Taking on this problem, according to 3 authors writing in JAMA, requires measuring the scope of diagnostic errors, because reducing them starts with figuring out how back the problem is. The authors are no strangers to measurement: Elizabeth A. McGlynn, PhD, Kaiser Permanente Center for Effectiveness and Safety Research and the Center for Primary Care and Outcomes Research; Kathryn M. McDonald, MM, of the Center for Health Policy, Stanford University; and Christine K. Cassel, MD, president and CEO, the National Quality Forum.

The authors outline 5 purposes for measuring diagnostic errors: to establish the magnitude of the problem, to determine the causes and risks of diagnostic error, to evaluate the effectiveness of interventions, to assess skills in education and training, and to establish accountability in diagnostic performance. Assuming that the current steps toward promoting value-based care, such as pay-for-performance incentives, would be naïve. Training must emphasize clinical reasoning skills as well as the appropriate use of tests and technology.

Just as the current healthcare reform efforts are demanding more patient engagement, so, too, much other stakeholders be engaged in the movement for better diagnostic processes. Feedback is critical, and so is research. The federal government must take a lead role—and it must be the mission of an agency, as at the moment is it not. This will not be acceptable, the authors suggest, because of “the demand for public reporting of performance measures and increasing use of value-based purchasing in both the public and private sectors.”
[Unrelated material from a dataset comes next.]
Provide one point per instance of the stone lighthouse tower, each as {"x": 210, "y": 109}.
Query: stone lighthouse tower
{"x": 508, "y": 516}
The report on diagnostic errors found that despite overall efforts to improve healthcare quality, the essential step in the chain—assessing and diagnosing what is wrong with the patient—has received less than adequate attention. The 21-member Committee on Diagnostic Error in Health Care examined the diagnostic process in light of the following:

  • At least 5% of US adults experience diagnostic error each year in outpatient settings, and most adults will experience at least 1 diagnostic error in their lifetime.
  • The report found that a lack of data makes it hard to determine the full scope of errors (thus the need for measurement).
  • Postmortem exams show diagnostic errors contribute to roughly 10% of patient deaths.
  • Diagnostic errors are responsible for 6% to 7% of hospital adverse events.
  • By far, diagnostic errors account for the largest number of paid medical malpractice claims; errors are twice as likely to result in deaths compared with other claims.

Reference

McGlynn EA, McDonald KM, Cassel CK. Measurement is essential for improving diagnosis and reducing diagnostic error. JAMA. 2015;314(23):2501-2502.